HB 1099 — Summary (North Dakota)

Status / Timeline
- Title: AN ACT to amend and reenact section 16.1-06-07.1 of the North Dakota Century Code, relating to the printing of presidential candidate names on a general election ballot.
- Introduced: November 12, 2024
- Most recent status provided: Filed with Secretary of State (04/03).
- Current effect: As presented, the bill makes a technical change to statutory ballot layout rules; check the Secretary of State or legislative website for final enactment/approval and effective date.

Purpose and intent
- The bill clarifies and prescribes how presidential candidates’ names and presidential electors must appear on general election ballots. Its intent is purely procedural/formatting — to standardize placement, type style, and the voter mark (oval) used to select presidential electors.

Key provisions (what the bill changes)
- Designation and order:
- Requires that in presidential election years the office designation “President and Vice President” appear as the first listing in the continuous column of offices on the ballot.
- Requires presidential electors (from a single certificate of nomination) to be shown as a grouped list enclosed in brackets under the president/vice president designation on the right side of the ballot column.
- Candidate name placement and marking:
- Directs that, to the left and opposite the center of each group of electors’ names, the presidential candidate’s name (surname and first name) must be printed in bold type.
- Requires a single oval to be placed in line with the candidate’s name; a mark in that oval by the voter constitutes a vote for all electors in that group.
- Requires the candidate’s party designation to appear beneath the candidate’s name in smaller type.
- Voting effect: A single marked oval adjacent to a presidential candidate’s name is explicitly designated as a vote for all electors listed in that corresponding group.

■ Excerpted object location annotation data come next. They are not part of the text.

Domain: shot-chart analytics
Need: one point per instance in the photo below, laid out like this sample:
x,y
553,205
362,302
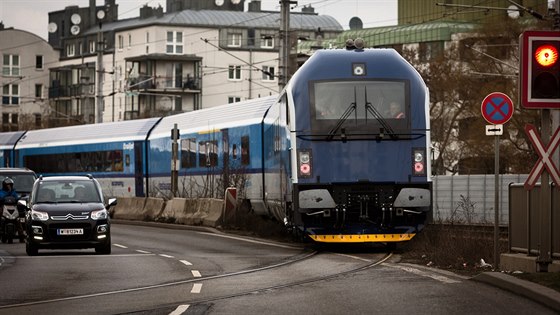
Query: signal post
x,y
540,89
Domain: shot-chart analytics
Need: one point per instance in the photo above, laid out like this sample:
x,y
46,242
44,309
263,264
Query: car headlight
x,y
99,214
39,216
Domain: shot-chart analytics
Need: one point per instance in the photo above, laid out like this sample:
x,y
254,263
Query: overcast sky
x,y
32,15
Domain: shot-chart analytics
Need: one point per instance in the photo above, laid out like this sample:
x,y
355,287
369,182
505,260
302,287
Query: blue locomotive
x,y
341,155
359,145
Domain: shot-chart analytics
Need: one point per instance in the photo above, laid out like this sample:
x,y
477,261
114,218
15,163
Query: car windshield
x,y
23,183
67,191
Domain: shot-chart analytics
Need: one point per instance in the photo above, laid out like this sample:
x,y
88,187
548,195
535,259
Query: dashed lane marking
x,y
250,240
180,310
166,256
197,288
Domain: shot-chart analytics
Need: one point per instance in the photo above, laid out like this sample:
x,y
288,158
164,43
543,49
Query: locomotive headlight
x,y
418,162
304,163
304,157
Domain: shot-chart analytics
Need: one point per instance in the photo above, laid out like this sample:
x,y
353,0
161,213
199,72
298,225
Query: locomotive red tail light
x,y
418,162
304,163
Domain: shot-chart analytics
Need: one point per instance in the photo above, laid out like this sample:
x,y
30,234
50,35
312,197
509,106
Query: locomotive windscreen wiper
x,y
342,119
375,113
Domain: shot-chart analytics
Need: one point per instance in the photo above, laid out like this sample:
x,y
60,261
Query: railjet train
x,y
341,155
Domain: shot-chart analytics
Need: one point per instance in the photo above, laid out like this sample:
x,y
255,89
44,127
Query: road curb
x,y
530,290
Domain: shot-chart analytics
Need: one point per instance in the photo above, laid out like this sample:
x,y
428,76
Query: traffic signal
x,y
540,69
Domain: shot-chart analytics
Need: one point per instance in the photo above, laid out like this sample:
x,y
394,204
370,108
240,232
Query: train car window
x,y
208,153
188,153
359,105
77,162
245,154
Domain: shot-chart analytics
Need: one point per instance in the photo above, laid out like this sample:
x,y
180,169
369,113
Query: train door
x,y
138,169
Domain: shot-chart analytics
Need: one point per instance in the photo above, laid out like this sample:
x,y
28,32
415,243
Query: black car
x,y
68,212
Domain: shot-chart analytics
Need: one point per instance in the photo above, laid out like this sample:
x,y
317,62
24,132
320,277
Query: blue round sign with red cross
x,y
497,108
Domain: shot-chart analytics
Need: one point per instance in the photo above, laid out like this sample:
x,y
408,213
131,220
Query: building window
x,y
234,40
267,41
10,94
268,73
38,90
174,42
10,65
38,120
234,99
39,62
234,73
245,153
70,50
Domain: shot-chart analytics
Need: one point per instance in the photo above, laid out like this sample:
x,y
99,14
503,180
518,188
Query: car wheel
x,y
31,249
104,249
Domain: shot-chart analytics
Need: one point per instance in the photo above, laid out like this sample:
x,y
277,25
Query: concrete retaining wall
x,y
206,212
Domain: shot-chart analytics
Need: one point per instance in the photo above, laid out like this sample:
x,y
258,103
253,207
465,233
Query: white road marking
x,y
250,240
166,256
421,273
353,257
197,287
180,309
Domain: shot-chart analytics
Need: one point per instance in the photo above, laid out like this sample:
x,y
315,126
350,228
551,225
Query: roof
x,y
215,118
9,139
231,19
130,130
398,34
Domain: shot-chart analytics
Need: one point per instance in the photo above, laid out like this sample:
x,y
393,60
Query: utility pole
x,y
100,69
285,42
175,160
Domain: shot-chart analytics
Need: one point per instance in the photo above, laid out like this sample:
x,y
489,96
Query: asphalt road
x,y
169,271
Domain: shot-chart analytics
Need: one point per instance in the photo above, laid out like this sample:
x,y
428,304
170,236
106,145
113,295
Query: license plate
x,y
70,231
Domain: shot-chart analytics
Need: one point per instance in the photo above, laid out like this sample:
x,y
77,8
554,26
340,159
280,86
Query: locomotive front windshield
x,y
359,106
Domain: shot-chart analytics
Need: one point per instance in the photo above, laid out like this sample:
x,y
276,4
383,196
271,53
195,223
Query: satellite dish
x,y
76,18
356,23
75,30
513,11
52,27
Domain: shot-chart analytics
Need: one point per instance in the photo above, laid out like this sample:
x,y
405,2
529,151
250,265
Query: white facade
x,y
26,59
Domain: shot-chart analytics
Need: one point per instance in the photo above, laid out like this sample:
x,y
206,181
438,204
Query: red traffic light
x,y
539,75
546,55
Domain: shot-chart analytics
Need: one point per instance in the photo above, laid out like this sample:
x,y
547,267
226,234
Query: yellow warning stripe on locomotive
x,y
362,238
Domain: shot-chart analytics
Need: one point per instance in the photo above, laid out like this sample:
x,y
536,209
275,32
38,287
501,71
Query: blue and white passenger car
x,y
114,153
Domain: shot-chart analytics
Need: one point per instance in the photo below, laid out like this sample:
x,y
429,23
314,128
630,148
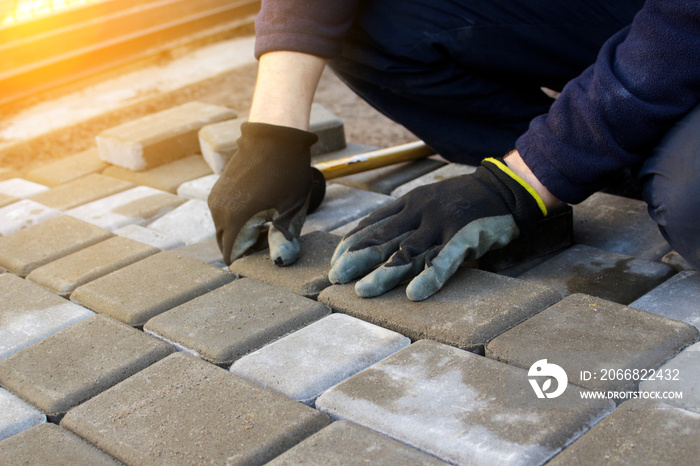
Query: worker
x,y
466,76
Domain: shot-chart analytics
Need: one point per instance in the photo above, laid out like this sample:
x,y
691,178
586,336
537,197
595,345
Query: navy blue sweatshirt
x,y
645,79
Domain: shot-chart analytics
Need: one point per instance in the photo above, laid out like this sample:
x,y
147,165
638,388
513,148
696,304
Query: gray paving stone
x,y
51,444
308,276
473,308
619,224
64,275
203,414
638,432
311,360
16,416
27,249
79,362
461,407
345,443
605,274
231,321
584,333
146,288
676,298
159,138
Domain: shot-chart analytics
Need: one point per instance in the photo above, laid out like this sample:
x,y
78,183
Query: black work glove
x,y
269,178
431,230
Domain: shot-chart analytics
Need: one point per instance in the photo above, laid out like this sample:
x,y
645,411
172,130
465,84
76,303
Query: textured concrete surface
x,y
79,362
234,320
204,415
310,361
146,288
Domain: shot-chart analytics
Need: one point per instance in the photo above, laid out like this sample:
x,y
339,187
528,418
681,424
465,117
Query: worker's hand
x,y
431,230
269,178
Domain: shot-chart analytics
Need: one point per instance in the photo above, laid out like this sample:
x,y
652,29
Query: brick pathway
x,y
124,338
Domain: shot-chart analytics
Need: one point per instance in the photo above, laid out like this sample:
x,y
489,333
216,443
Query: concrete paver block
x,y
68,168
234,320
27,249
164,177
146,288
472,308
79,362
638,432
81,191
619,224
308,276
345,443
583,333
461,407
138,205
64,275
605,274
159,138
311,360
204,415
50,444
16,416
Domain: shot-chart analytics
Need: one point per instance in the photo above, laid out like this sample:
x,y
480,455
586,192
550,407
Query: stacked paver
x,y
124,338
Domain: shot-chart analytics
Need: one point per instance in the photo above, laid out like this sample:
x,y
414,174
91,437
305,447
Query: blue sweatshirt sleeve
x,y
645,79
316,27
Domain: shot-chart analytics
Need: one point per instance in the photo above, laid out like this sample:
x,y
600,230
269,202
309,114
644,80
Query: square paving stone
x,y
79,362
234,320
345,443
472,308
153,285
584,334
605,274
64,275
638,432
27,249
203,414
619,224
311,360
51,444
308,276
461,407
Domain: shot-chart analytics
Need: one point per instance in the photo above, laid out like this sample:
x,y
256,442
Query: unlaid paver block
x,y
308,362
81,191
64,275
68,168
138,205
676,298
619,224
472,308
16,416
638,432
189,223
159,138
588,337
22,214
605,274
79,362
166,177
342,205
153,285
27,249
308,276
231,321
204,415
29,313
461,407
345,443
48,443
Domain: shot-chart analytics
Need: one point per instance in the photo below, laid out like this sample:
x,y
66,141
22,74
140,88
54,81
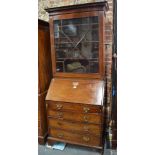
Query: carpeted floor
x,y
73,150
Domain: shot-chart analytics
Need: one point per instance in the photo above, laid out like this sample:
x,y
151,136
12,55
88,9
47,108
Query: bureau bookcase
x,y
75,98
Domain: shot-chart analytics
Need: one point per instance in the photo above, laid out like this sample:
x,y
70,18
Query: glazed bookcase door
x,y
77,45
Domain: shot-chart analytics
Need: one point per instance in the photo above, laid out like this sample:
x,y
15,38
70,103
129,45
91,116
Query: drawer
x,y
75,127
75,107
77,117
78,138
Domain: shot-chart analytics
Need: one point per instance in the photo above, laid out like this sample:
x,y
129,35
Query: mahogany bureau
x,y
75,107
44,77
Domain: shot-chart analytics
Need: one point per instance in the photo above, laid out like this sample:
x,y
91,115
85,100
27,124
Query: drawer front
x,y
78,138
39,125
75,127
39,132
75,107
77,117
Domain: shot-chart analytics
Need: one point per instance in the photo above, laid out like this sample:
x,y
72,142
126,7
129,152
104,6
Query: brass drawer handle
x,y
60,135
86,109
60,115
86,128
86,118
86,139
59,106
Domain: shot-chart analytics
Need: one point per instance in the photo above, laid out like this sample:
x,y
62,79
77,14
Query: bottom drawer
x,y
78,138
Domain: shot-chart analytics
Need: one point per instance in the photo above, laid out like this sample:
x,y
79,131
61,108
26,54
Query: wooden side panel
x,y
44,76
80,138
44,59
43,115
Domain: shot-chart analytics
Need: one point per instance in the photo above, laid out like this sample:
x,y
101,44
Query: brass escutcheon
x,y
59,106
86,139
86,109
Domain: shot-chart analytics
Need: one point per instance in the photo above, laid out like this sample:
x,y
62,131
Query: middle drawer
x,y
94,118
75,127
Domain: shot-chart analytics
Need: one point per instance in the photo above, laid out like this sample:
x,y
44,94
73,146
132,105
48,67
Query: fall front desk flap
x,y
76,91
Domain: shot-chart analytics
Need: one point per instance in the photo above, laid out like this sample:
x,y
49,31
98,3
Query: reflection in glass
x,y
77,45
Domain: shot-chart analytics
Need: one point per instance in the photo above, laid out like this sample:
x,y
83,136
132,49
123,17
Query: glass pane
x,y
77,45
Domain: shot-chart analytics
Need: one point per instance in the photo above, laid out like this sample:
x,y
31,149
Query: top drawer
x,y
77,107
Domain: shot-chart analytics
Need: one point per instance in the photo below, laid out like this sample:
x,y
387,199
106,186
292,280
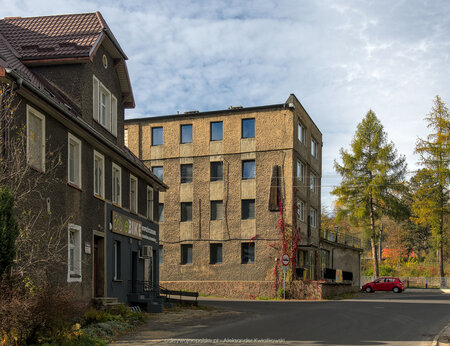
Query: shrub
x,y
41,314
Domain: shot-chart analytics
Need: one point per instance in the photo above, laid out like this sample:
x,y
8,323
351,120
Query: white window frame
x,y
77,169
301,210
111,110
33,112
150,203
313,217
101,192
75,274
302,171
314,148
134,200
301,135
116,197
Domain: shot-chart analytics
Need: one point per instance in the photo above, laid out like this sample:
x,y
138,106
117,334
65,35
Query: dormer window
x,y
104,106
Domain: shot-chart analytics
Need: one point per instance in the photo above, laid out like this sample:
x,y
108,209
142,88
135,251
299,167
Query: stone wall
x,y
308,290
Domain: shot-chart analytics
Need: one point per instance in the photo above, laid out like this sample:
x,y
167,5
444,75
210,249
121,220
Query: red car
x,y
384,284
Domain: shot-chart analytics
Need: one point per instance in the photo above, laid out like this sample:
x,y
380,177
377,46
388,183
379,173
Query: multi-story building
x,y
225,170
72,88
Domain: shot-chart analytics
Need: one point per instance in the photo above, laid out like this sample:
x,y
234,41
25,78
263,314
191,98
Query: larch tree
x,y
431,197
372,179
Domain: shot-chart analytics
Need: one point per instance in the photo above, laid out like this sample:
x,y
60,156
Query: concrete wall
x,y
274,144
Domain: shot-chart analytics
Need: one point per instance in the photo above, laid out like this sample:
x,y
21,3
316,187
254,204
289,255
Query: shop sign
x,y
126,226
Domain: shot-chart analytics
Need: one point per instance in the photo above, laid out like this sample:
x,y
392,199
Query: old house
x,y
71,79
219,217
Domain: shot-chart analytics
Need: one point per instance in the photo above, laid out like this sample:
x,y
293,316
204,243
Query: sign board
x,y
339,276
126,226
285,260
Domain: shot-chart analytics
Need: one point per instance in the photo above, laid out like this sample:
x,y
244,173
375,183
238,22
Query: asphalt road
x,y
371,319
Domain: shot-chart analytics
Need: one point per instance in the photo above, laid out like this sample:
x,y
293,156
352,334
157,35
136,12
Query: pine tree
x,y
431,198
372,179
8,229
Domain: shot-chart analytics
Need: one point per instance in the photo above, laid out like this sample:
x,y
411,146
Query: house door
x,y
95,270
98,267
134,258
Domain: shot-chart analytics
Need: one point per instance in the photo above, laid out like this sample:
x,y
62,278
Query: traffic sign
x,y
285,260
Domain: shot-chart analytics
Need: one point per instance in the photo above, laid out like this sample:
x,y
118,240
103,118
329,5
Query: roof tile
x,y
53,36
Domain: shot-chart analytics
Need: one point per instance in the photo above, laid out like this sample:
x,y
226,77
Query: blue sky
x,y
340,58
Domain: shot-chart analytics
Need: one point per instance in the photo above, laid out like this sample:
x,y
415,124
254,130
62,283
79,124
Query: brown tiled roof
x,y
72,35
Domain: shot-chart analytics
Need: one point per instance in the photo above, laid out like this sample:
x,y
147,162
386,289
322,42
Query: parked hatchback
x,y
384,284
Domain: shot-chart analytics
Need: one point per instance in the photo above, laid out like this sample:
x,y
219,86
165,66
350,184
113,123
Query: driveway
x,y
368,319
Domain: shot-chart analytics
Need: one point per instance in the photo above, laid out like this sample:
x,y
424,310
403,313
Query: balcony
x,y
338,237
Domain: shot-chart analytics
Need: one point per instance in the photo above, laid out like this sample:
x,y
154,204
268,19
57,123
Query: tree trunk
x,y
372,240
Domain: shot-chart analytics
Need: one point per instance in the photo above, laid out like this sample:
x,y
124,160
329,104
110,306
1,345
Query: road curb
x,y
445,330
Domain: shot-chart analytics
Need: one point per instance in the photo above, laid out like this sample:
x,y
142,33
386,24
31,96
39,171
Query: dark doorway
x,y
134,259
98,267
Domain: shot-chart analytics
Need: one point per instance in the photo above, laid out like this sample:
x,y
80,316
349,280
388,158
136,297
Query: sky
x,y
340,58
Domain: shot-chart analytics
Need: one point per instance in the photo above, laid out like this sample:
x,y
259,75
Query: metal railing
x,y
143,287
416,282
340,238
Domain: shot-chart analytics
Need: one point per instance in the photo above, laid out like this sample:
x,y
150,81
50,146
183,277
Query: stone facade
x,y
276,142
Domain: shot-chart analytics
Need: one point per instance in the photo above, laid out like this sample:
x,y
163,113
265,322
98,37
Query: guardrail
x,y
416,282
340,238
169,293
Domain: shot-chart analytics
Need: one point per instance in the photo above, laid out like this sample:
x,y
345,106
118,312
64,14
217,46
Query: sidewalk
x,y
443,338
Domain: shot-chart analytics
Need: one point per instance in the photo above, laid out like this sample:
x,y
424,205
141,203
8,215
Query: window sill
x,y
74,186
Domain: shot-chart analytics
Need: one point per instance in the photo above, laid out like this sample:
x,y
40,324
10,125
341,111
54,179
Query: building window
x,y
313,182
215,253
248,253
313,217
125,137
158,171
161,212
74,164
248,209
117,260
248,169
248,128
157,136
74,253
301,210
186,254
35,139
186,173
301,171
216,131
133,194
104,106
186,211
314,148
161,255
149,203
186,133
216,210
301,133
99,175
116,184
216,171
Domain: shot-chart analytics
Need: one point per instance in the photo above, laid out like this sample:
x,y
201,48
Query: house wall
x,y
273,145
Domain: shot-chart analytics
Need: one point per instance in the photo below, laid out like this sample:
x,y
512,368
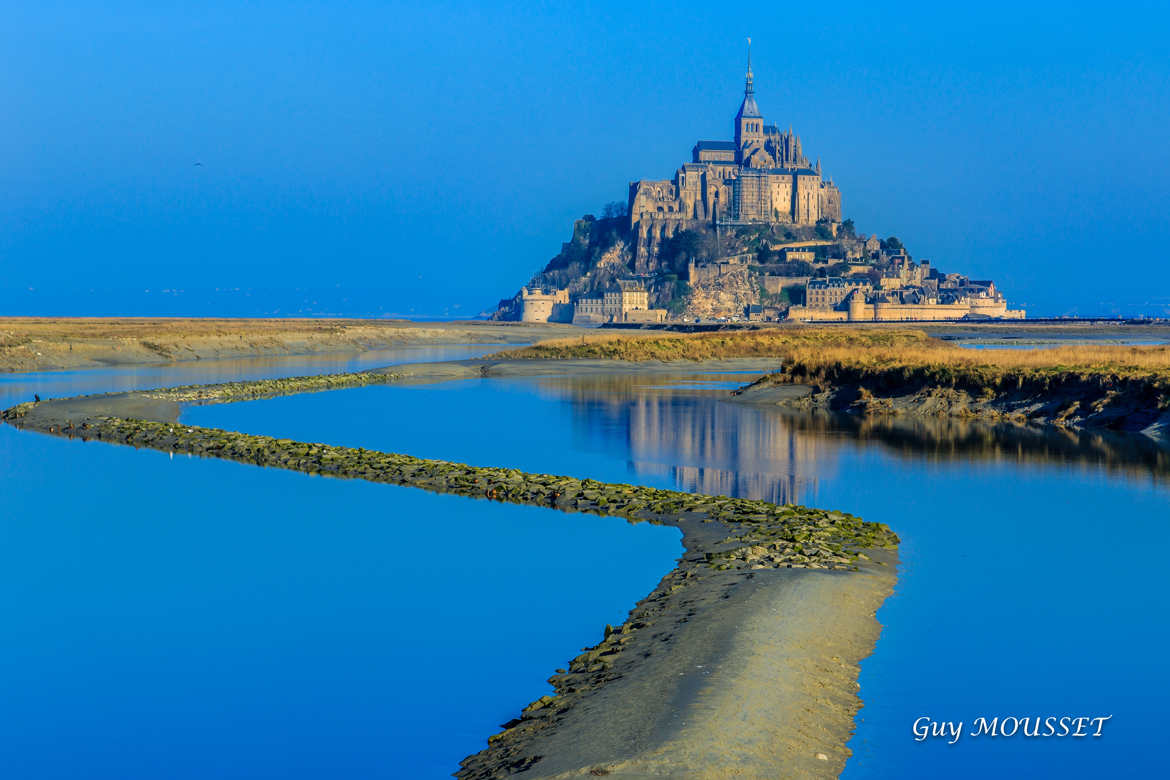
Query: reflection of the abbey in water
x,y
709,443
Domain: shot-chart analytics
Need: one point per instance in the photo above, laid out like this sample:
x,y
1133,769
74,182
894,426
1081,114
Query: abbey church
x,y
761,177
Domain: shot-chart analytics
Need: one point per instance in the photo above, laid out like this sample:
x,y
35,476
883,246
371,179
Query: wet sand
x,y
43,344
749,672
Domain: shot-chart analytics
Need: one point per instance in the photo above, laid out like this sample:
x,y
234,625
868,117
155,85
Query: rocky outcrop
x,y
724,296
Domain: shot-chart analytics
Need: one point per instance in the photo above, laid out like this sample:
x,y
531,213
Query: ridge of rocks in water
x,y
725,539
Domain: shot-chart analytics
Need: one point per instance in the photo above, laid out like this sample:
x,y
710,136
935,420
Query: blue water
x,y
1031,579
186,618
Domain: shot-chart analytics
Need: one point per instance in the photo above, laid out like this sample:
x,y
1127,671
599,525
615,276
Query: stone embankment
x,y
1074,399
728,542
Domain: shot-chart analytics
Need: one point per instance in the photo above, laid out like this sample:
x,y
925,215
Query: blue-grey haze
x,y
424,159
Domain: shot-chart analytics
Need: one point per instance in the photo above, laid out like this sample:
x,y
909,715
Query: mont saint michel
x,y
749,229
756,475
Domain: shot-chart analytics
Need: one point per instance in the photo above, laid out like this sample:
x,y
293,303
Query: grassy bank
x,y
869,370
709,346
39,343
729,542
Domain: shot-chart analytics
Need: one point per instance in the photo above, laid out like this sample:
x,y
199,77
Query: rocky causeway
x,y
742,662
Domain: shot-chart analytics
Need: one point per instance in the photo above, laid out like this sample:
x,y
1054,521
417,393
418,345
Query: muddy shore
x,y
46,344
742,662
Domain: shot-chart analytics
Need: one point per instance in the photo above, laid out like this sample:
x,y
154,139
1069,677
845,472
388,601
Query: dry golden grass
x,y
862,349
660,345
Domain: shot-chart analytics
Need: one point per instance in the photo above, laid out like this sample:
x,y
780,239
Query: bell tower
x,y
749,124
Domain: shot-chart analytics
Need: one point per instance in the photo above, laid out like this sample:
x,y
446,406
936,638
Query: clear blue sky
x,y
426,158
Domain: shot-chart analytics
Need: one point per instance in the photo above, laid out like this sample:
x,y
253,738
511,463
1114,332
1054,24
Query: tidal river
x,y
194,618
1031,581
198,618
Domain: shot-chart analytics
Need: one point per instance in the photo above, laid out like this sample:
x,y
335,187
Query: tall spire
x,y
748,89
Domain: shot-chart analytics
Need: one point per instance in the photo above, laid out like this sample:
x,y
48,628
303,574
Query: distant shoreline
x,y
53,344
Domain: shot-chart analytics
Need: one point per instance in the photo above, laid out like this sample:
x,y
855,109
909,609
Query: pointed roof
x,y
748,108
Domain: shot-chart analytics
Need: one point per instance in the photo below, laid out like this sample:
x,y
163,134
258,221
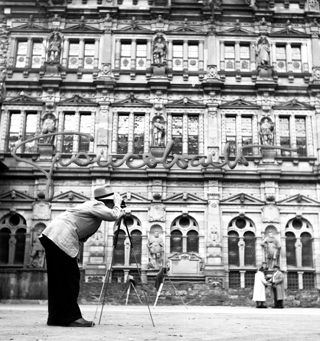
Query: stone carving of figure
x,y
156,248
158,132
54,49
48,126
37,257
271,250
159,51
266,132
263,51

Who is affected / likely impacts
- Election administrators and ballot printers: Must adapt ballot templates and printing procedures to conform to the specified placement, typeface emphasis (bold), size differences for party designation, bracket grouping, and oval placement.
- Polling officials and county auditors: May need to update ballot-editing, proofing, and voter instruction materials to reflect the layout and explain the single-oval voting convention.
- Voters: No change to voting method substantively (a single mark still selects a slate of electors), but the standardized layout could affect clarity and ease of use.
- Costs/operations: Changes are procedural and limited to ballot design/printing; any cost impact would be administrative (design, testing, potential reprinting) and is likely modest.

Notes / Implementation
- The statutory language is prescriptive about placement and typography but leaves operational details (exact font sizes, exact positioning) to election officials/printers to implement consistent with the statute.
- Verify final status and effective date with the Secretary of State or legislative records before implementation; if enacted, local election authorities will need to ensure ballot files and voting-system displays comply prior to the next presidential election.

Compiled from official sources — confirm details with the bill’s official record.